Change huge amount of data from NIST to RIFF wav f

2019-05-15 23:13发布

问题:

So, I am writing a speech recognition program. To do that I downloaded 400MB of data from TIMIT. When I inteded to read the wav files (I tried two libraries) as follow:

import scipy.io.wavfile as wavfile
import wave

(fs, x) = wavfile.read('../data/TIMIT/TRAIN/DR1/FCJF0/SA1.WAV')
w = wave.open('../data/TIMIT/TRAIN/DR1/FCJF0/SA1.WAV')

In both cases they have the problem that the wav file format says 'NIST' and it must be in 'RIFF' format. (Something about sph also I readed but the nist file I donwloaded are .wav, not .sph).

I downloaded then SOX from http://sox.sourceforge.net/ I added the path correctly to my enviromental variables so that my cmd recognize sox. But I can't really find how to use it correctly.

What I need now is a script or something to make sox change EVERY wav file format from NIST to RIFF under certain folder and subfolder.
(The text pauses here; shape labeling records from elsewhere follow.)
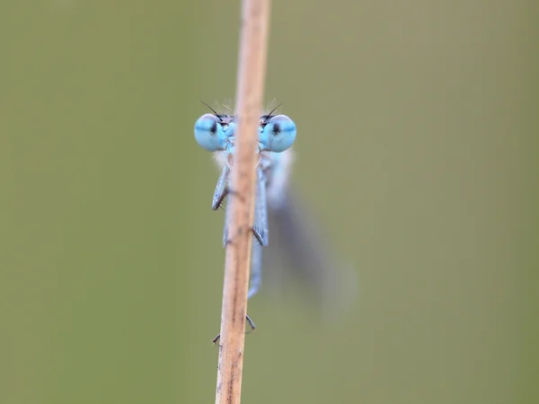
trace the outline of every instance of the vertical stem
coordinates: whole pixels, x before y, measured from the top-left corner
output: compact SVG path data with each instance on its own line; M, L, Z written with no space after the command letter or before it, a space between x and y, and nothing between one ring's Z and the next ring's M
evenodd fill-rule
M236 89L239 117L232 171L216 403L239 404L253 222L258 124L262 109L270 0L243 0Z

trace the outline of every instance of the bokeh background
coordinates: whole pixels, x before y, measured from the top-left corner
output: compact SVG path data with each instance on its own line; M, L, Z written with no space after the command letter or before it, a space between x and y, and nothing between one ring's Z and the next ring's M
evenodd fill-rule
M532 1L277 0L266 100L358 290L249 305L243 402L533 403ZM239 1L0 4L0 402L213 402ZM535 266L534 266L535 264Z

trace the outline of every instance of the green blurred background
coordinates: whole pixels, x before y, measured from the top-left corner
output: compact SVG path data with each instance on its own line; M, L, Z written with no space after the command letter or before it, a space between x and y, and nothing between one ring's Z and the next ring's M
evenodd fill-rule
M239 1L0 5L0 402L207 403L224 250L192 133ZM358 277L250 303L245 403L539 402L532 1L275 1L266 100ZM535 120L535 119L534 119Z

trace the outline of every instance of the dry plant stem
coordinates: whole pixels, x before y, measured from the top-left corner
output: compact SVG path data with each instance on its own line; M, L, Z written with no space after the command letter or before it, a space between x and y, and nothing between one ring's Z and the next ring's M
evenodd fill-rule
M225 265L216 403L239 404L242 393L247 289L254 215L255 154L262 107L270 0L243 0L232 171L230 223Z

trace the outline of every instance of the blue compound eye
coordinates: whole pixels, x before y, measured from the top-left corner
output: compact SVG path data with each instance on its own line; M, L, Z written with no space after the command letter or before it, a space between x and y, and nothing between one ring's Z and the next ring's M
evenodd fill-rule
M259 127L259 143L263 151L284 152L296 140L296 124L286 115L276 115Z
M225 140L234 134L233 125L216 115L202 115L195 122L195 139L200 147L208 152L225 150Z

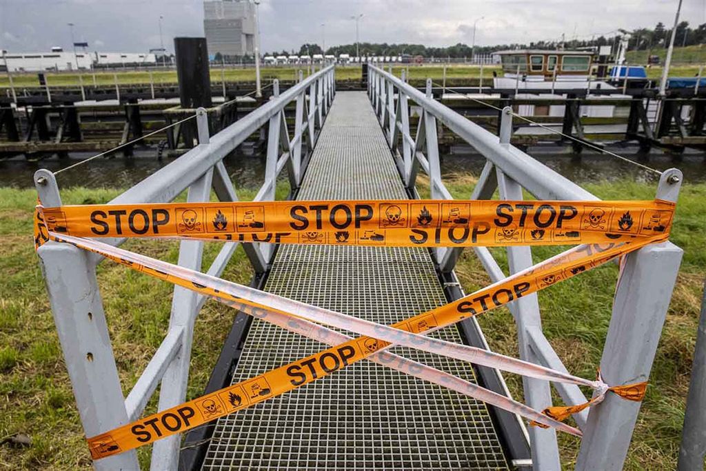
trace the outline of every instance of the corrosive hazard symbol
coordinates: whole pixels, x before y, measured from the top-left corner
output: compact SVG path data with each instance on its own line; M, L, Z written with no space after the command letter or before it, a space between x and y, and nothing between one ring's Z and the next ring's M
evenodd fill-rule
M554 285L648 244L665 240L673 215L674 204L660 201L599 204L594 201L280 201L261 205L39 207L35 241L37 246L48 240L73 244L265 321L285 316L290 318L289 326L301 333L307 328L325 330L318 324L303 323L315 322L361 335L260 376L90 437L91 454L98 459L183 432L292 390L364 358L384 354L393 344L528 376L593 388L599 394L584 405L551 407L544 415L532 415L534 411L528 412L526 406L520 412L513 410L534 417L539 424L580 434L558 420L599 402L606 391L626 400L640 400L645 384L609 388L600 380L590 381L484 350L472 352L471 347L441 345L441 340L423 335ZM580 245L460 299L384 326L361 323L359 319L313 306L290 305L287 303L295 302L262 292L246 296L239 291L237 296L231 290L245 290L244 287L205 278L197 272L84 238L116 236L408 246ZM501 405L505 406L508 410L519 407L509 403Z

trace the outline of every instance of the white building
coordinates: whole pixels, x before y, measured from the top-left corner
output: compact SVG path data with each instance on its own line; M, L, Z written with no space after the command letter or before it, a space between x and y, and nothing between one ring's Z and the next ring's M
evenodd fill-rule
M77 52L23 52L5 54L7 68L11 72L40 72L42 71L75 71L90 69L93 64L92 54ZM78 67L77 67L78 64Z
M255 5L249 0L203 2L203 30L213 59L255 54Z
M138 52L96 52L94 63L99 66L140 66L157 64L154 54Z

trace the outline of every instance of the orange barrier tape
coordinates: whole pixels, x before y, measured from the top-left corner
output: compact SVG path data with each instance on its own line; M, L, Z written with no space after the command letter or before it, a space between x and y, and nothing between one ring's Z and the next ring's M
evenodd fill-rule
M291 208L294 205L309 205L309 207L323 206L325 205L335 205L333 202L325 201L296 203L298 204L294 205L290 201L268 203L273 208L273 210L268 214L275 215L274 220L270 221L269 219L263 218L261 220L263 224L263 225L268 225L267 227L254 227L253 229L267 228L268 230L275 230L282 225L289 224L292 225L294 222L291 219L288 220L285 217L285 213L283 213L284 208L289 208L291 215ZM365 231L369 229L364 229L364 223L377 223L379 225L382 224L381 217L383 217L382 215L383 214L385 215L384 216L385 220L389 220L387 208L390 206L384 206L383 205L397 205L394 204L397 203L404 203L404 204L410 206L417 204L417 201L411 202L409 201L386 203L348 201L336 203L335 204L342 207L345 206L349 210L352 208L353 211L355 210L357 205L359 206L361 205L368 205L369 206L378 205L376 206L377 212L373 208L369 219L364 218L364 220L359 220L357 222L360 227L357 228L357 231L359 229ZM426 208L426 210L431 214L432 221L435 217L434 214L436 215L438 222L436 229L433 229L435 234L439 234L442 229L444 229L447 231L447 234L450 234L454 237L456 237L453 235L456 228L453 227L444 228L442 225L443 224L443 219L439 217L440 213L434 213L429 210L427 208L427 205L429 206L436 205L438 208L442 208L442 205L446 204L447 202L424 201L419 203L422 205L422 209ZM487 226L488 229L485 231L477 230L475 238L471 235L469 242L469 239L467 239L457 244L458 245L510 246L550 243L566 244L568 242L563 242L565 239L561 237L559 240L562 242L556 242L557 234L566 234L563 231L575 232L574 229L577 227L580 228L575 229L579 232L578 237L576 237L579 240L587 239L604 243L583 244L575 247L456 302L418 314L393 325L393 327L400 330L413 333L431 332L470 316L477 315L503 305L530 293L539 291L647 244L664 240L669 234L669 229L674 212L674 205L663 201L636 203L622 201L568 202L566 205L562 202L546 201L517 203L461 201L458 203L460 205L467 203L469 208L468 213L462 213L463 216L467 215L467 217L460 216L462 220L465 220L462 224L465 225L460 226L460 230L472 234L474 228L477 229L477 228ZM489 204L478 204L479 203ZM569 203L573 205L572 208L568 208ZM527 207L523 208L519 205L525 205ZM530 205L531 207L529 207ZM87 235L91 237L97 235L102 237L198 237L205 239L233 239L232 237L229 238L224 237L223 234L209 235L205 230L197 234L187 234L184 232L184 229L185 227L204 229L205 222L199 222L200 220L205 221L205 219L199 219L198 210L197 210L199 208L203 210L202 215L208 214L208 212L210 210L212 212L215 210L214 218L219 218L220 212L227 220L227 216L222 210L224 208L231 208L235 214L238 214L239 208L242 209L252 206L253 203L228 203L227 205L223 203L196 203L192 205L172 203L133 206L64 206L59 208L44 208L43 210L40 208L37 211L37 222L35 225L35 240L39 246L51 239L61 240L62 234L78 235L79 237ZM333 209L333 206L330 207ZM600 212L592 213L593 210L590 210L590 208L592 207L599 208ZM104 209L97 209L99 208ZM278 210L280 212L277 213ZM321 214L323 214L323 209L321 210ZM514 213L515 210L517 211L516 213ZM97 227L94 220L96 220L95 215L97 213L95 211L104 211L107 215L109 215L114 217L114 224L112 226L109 224L107 230L103 234L92 234L90 233L92 228L95 229ZM118 213L111 214L111 211L117 211ZM170 213L170 211L174 213ZM173 215L180 214L184 216L187 214L186 211L194 211L197 215L193 217L193 213L189 213L189 218L186 221L183 221L182 218L181 223L177 222L170 225L169 221L174 220L174 219L170 219ZM339 209L337 211L341 214L346 213L343 209ZM353 211L351 212L351 214L355 214ZM362 211L359 211L359 213L363 213ZM169 215L164 215L167 214ZM264 213L261 214L264 215ZM277 216L277 214L279 214L280 216ZM407 213L402 214L408 215ZM544 215L542 216L542 214ZM578 217L579 214L582 215ZM616 214L620 214L620 215L616 217ZM92 217L91 215L93 216ZM133 215L131 223L130 222L131 215ZM153 217L152 222L148 224L147 217L150 215L152 215ZM551 215L554 215L551 216ZM155 219L154 216L157 217ZM551 222L549 220L550 216ZM87 222L85 219L87 217L88 220L91 221L90 222ZM142 225L140 226L135 224L138 217L143 218L141 220ZM162 223L165 217L167 219L166 222ZM616 217L617 219L616 219ZM396 218L395 220L400 220L401 218L401 217ZM405 216L404 219L407 220L407 217ZM582 221L582 220L583 220ZM98 218L98 220L105 222L105 220L100 218ZM130 228L130 231L124 230L126 227L123 225L124 220L128 221L126 227ZM155 220L160 221L156 225ZM253 219L253 220L256 220ZM299 220L294 218L294 220ZM323 217L316 217L313 220L313 223L317 225L316 227L318 229L317 232L323 234L328 234L330 235L332 227L337 229L335 227L335 224L340 225L343 223L342 220L336 219L335 217L328 218L328 225L323 220ZM319 221L321 221L320 224L318 222ZM629 221L629 222L626 221ZM213 220L211 221L212 223L213 222ZM299 222L303 223L302 221ZM508 222L509 222L510 226L498 225L498 222L502 225ZM598 225L598 227L592 227L591 222ZM201 225L197 226L197 223ZM184 225L180 226L180 224ZM357 224L355 218L352 219L349 224L355 226ZM405 223L401 222L401 224ZM517 227L512 227L512 225L517 225ZM411 224L409 225L411 226ZM145 229L148 226L152 229ZM583 226L587 227L584 227ZM100 224L98 224L97 227L105 228ZM231 227L232 227L232 226ZM508 227L511 227L512 234L508 232L509 237L498 237L497 229ZM588 227L591 227L591 229L588 229ZM227 229L229 227L227 222L225 222L225 227ZM494 234L491 230L491 227L496 229ZM618 230L614 232L616 227ZM142 234L136 234L133 231L134 229L138 229L143 232ZM302 230L304 229L302 228ZM532 236L533 231L540 229L545 231L542 233L542 237L537 239ZM149 233L150 230L152 232ZM443 239L441 235L438 237L432 237L431 239L421 244L417 244L411 240L411 234L419 235L419 234L414 231L427 230L432 229L421 229L409 226L389 227L385 229L386 232L383 233L383 239L381 242L383 244L390 245L443 244L442 241L445 239ZM54 231L59 231L59 233L50 234L50 232L53 232ZM237 233L243 234L242 232ZM268 232L267 234L275 233L276 232ZM253 232L253 234L265 233ZM301 232L294 234L297 234L296 242L294 237L290 237L291 234L286 236L280 234L279 239L276 236L270 236L270 242L300 243ZM231 234L232 235L232 233ZM516 237L513 237L513 234L516 234ZM548 239L544 239L544 237L547 235L549 236ZM66 239L69 239L69 237ZM617 239L622 239L622 240L616 241ZM239 236L237 239L247 240L241 239ZM255 239L249 240L255 240ZM429 240L432 242L427 244ZM330 238L324 237L320 242L307 240L304 243L332 242ZM369 242L361 242L359 237L359 231L356 232L356 236L351 243L361 245L369 244ZM88 249L96 251L114 261L126 265L145 274L164 279L170 282L184 286L213 297L217 298L219 294L220 294L220 297L222 297L222 293L217 292L217 290L196 283L186 278L169 275L159 270L135 263L133 261L128 261L119 256L111 255L104 251L90 248L88 248ZM114 250L121 249L114 248ZM242 301L239 299L238 300ZM210 395L189 401L176 407L161 411L105 434L89 438L88 441L92 455L95 459L104 458L152 443L169 435L183 432L210 420L228 415L239 409L250 407L270 398L304 386L373 354L381 349L390 345L392 344L390 342L383 342L371 337L364 336L342 343L336 347L327 349L314 355L285 365ZM627 399L639 395L636 393L638 390L635 389L635 385L617 386L609 389L621 397ZM592 403L595 402L595 400L592 401ZM578 406L560 407L558 409L561 409L561 411L551 412L551 413L557 414L557 417L563 417L562 415L566 414L566 416L568 417L568 415L575 413L575 412L579 412L582 408L588 407L592 403L589 401L587 404ZM572 411L574 410L572 407L582 408L576 410L575 412L566 412L569 409L571 409ZM551 412L554 409L556 408L549 408L547 411ZM547 415L551 417L549 415L549 412L547 412Z
M507 246L665 234L674 208L662 201L398 200L87 205L45 208L44 214L49 230L79 237Z
M617 394L623 399L639 403L645 398L645 393L647 391L647 382L642 381L641 383L635 383L633 384L626 384L622 386L611 386L608 388L608 390ZM553 406L544 409L544 410L542 411L542 413L549 417L551 417L554 420L563 422L568 419L570 416L574 414L578 414L584 409L586 409L597 403L602 402L603 399L604 395L599 395L593 398L591 400L584 403L583 404L569 406ZM540 424L535 420L530 422L530 424L535 427L539 427L542 429L548 429L549 427L549 425Z

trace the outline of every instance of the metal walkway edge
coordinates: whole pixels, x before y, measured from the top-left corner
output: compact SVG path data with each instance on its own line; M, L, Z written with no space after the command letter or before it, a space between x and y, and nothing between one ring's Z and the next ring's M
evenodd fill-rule
M407 194L364 92L339 92L299 199ZM265 290L391 324L445 304L426 249L282 246ZM460 342L455 327L435 334ZM324 348L255 319L233 383ZM475 381L469 365L395 348ZM204 470L508 469L485 404L363 361L218 421Z

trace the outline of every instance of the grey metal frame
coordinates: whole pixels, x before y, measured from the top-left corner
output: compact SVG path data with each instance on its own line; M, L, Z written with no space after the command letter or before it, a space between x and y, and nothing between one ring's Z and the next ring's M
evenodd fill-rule
M598 200L595 196L535 160L510 143L512 109L502 112L500 136L483 129L472 121L435 101L431 81L426 94L407 84L405 71L395 77L382 68L369 65L368 93L381 126L408 189L418 195L417 175L423 169L429 175L431 197L453 199L442 181L437 141L438 123L455 133L486 159L472 199L489 199L496 189L500 198L522 199L522 189L539 199ZM409 127L410 102L418 108L417 136ZM676 201L682 175L676 169L662 176L656 197ZM505 275L485 247L474 247L476 255L493 281ZM453 273L462 249L435 251L439 269ZM510 247L510 273L532 264L529 246ZM664 242L652 244L628 254L616 289L612 316L601 360L601 371L610 385L645 381L662 333L672 290L681 261L682 250ZM542 316L536 294L508 305L517 327L520 356L525 360L566 371L558 355L542 329ZM573 385L554 385L566 404L578 404L586 398ZM547 381L523 379L528 405L537 410L551 405ZM621 470L640 410L639 403L608 395L602 404L575 415L584 432L577 470ZM534 469L560 470L556 434L553 429L530 427L529 436Z
M213 188L218 199L237 201L233 184L222 160L248 136L269 125L265 182L255 201L275 198L277 178L287 168L292 188L302 178L302 141L309 149L316 145L318 131L335 91L334 66L329 66L303 78L281 95L275 81L274 97L244 118L209 136L205 110L196 113L199 144L174 162L145 179L110 203L167 202L189 190L188 201L208 201ZM308 98L308 105L307 105ZM288 134L285 108L295 102L294 136ZM45 206L59 206L56 181L46 169L35 174L40 198ZM110 204L109 203L109 204ZM103 239L114 245L124 239ZM238 242L223 244L208 273L222 273ZM244 244L256 272L263 273L270 262L269 245ZM203 242L184 241L179 264L201 270ZM95 267L102 258L66 244L48 242L37 251L49 293L54 323L84 431L92 436L137 419L161 381L159 410L178 405L186 398L194 321L205 299L203 296L175 287L169 326L142 375L124 398L113 355L107 323L103 311ZM181 436L156 442L151 469L173 470L179 464ZM139 468L135 451L94 463L97 470Z

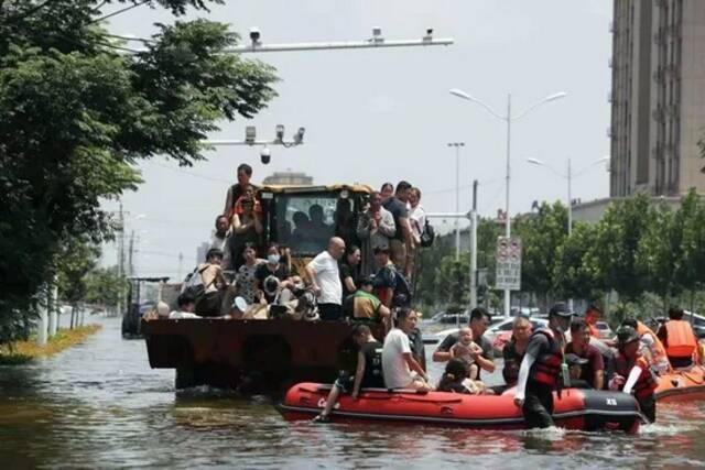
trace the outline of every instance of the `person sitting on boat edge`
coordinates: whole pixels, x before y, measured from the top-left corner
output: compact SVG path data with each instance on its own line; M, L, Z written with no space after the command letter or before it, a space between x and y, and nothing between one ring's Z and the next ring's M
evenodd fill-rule
M697 338L693 327L683 319L683 314L681 307L669 308L669 320L661 325L657 332L674 369L690 368L694 363L701 363Z
M429 376L414 359L409 332L416 326L416 313L411 308L397 310L397 326L384 337L382 372L388 389L430 391Z
M534 331L529 340L514 394L514 404L521 407L529 428L554 425L553 391L563 386L564 335L572 317L565 303L555 304L549 311L549 328Z
M482 348L482 353L477 354L475 360L481 370L485 370L489 373L495 372L495 352L492 350L492 343L485 338L485 331L492 320L491 315L484 307L475 307L470 311L469 327L473 330L473 338L475 338L475 342L477 342L480 348ZM444 338L444 340L438 345L435 352L433 353L434 362L447 362L451 359L451 348L458 341L457 334L451 334ZM480 371L478 371L478 379L480 378Z
M601 390L605 384L605 362L599 350L589 343L590 330L587 323L577 318L571 324L571 342L565 346L565 353L574 353L586 359L578 379L585 380L593 389Z
M391 311L372 294L372 278L359 281L360 288L346 297L343 315L355 320L373 320L384 325L384 331L391 328Z
M332 237L328 248L311 260L304 270L313 293L318 298L318 315L322 320L339 320L343 314L338 260L344 253L345 240Z
M352 331L352 338L359 348L355 375L339 376L335 381L326 398L323 412L313 419L314 422L326 423L330 419L330 412L333 412L341 393L349 393L352 395L352 400L357 400L361 389L384 387L382 343L375 339L370 327L367 325L357 325Z
M655 332L638 319L625 318L621 326L632 327L639 335L639 353L647 358L649 365L658 373L665 374L671 371L671 363L665 353L665 348Z
M181 318L200 318L198 315L194 314L196 309L196 298L188 291L178 295L176 299L176 304L178 305L178 310L173 310L169 314L170 319L181 319Z
M494 395L479 380L471 380L468 376L468 368L460 358L452 358L445 364L445 372L441 375L438 392L465 393L469 395Z
M517 385L519 368L521 367L521 361L524 358L529 339L531 338L531 321L529 321L529 318L520 315L511 323L511 339L507 341L502 348L502 358L505 359L502 378L507 384L503 390Z
M617 330L619 352L609 368L609 390L634 392L641 413L650 423L657 420L657 400L653 392L659 385L647 360L639 354L639 334L629 326Z

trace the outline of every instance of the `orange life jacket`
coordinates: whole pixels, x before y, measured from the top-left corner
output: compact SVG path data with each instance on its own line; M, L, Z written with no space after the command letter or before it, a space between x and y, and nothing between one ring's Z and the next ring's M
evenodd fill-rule
M601 337L599 336L599 330L597 329L597 327L596 327L595 325L593 325L593 324L587 324L587 329L589 330L590 336L592 336L593 338L601 338Z
M661 359L666 359L665 348L663 347L663 342L659 339L655 332L641 321L637 321L637 332L639 336L649 335L651 339L653 339L653 346L657 351L657 357L652 358L654 363L658 363Z
M649 362L642 356L639 356L631 364L621 352L618 352L617 356L615 356L615 373L618 373L625 379L629 376L629 372L631 372L631 369L634 365L639 365L641 368L641 374L639 375L639 379L637 379L637 383L633 387L634 396L638 400L648 398L653 395L653 391L657 390L657 386L659 385L649 370ZM621 385L619 390L622 387L623 385Z
M543 335L549 339L549 352L536 358L531 365L529 376L544 385L555 389L561 375L561 363L563 362L563 349L555 338L555 334L549 328L536 330L533 336Z
M693 328L685 320L669 320L665 323L665 352L671 358L690 358L697 348L697 339Z

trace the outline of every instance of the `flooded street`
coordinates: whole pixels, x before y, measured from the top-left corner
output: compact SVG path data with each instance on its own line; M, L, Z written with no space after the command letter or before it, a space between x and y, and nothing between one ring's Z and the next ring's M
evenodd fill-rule
M174 371L151 370L143 341L122 340L119 319L101 321L55 358L0 367L2 468L705 466L704 403L660 405L660 423L638 436L290 424L270 398L176 394Z

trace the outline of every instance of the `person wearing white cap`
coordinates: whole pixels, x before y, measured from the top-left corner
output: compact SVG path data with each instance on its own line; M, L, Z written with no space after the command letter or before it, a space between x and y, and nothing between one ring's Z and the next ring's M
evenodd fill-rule
M566 304L555 304L549 311L549 328L536 330L529 340L514 394L514 404L521 407L529 428L554 425L553 391L560 393L562 379L570 380L563 349L572 317Z

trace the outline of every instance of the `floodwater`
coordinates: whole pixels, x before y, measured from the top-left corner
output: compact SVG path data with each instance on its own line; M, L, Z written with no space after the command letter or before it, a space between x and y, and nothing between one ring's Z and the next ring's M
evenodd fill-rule
M100 321L52 359L0 367L0 468L705 467L705 403L660 404L637 436L288 423L267 397L176 393L142 340Z

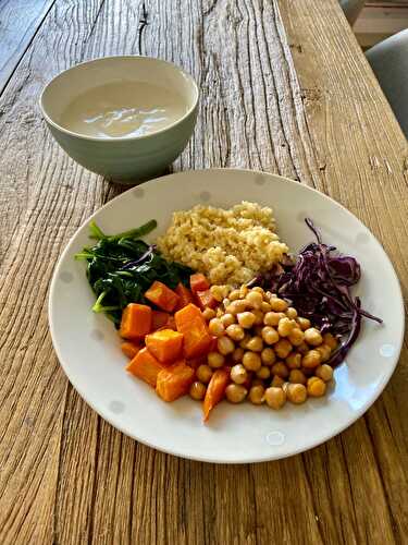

EDIT: in reading a WAV file from TIMIT database in python I found a response that worked for me... Running sph2pipe -f wav input.wav output.wav What I need is a script or something that searches under a folder, all subfolders that contain a .wav file to apply that line of code.

回答1:

Since forfiles is a Windows command, here is a solution for unix. Just cd to the upper folder and type:

find . -name '*.WAV' | parallel -P20 sox {} '{.}.wav'

You need to have installed parallel and sox though, but for Mac you can get both via brew install. Hope this helps.



回答2:

Ok, I got it finally. Go to the upper folder and run this code:

forfiles /s /m *.wav /c "cmd /c sph2pipe -f wav @file @fnameRIFF.wav"

This code searches for every file and make it readble for the python libs. Hope it helps!



标签: audio wav sox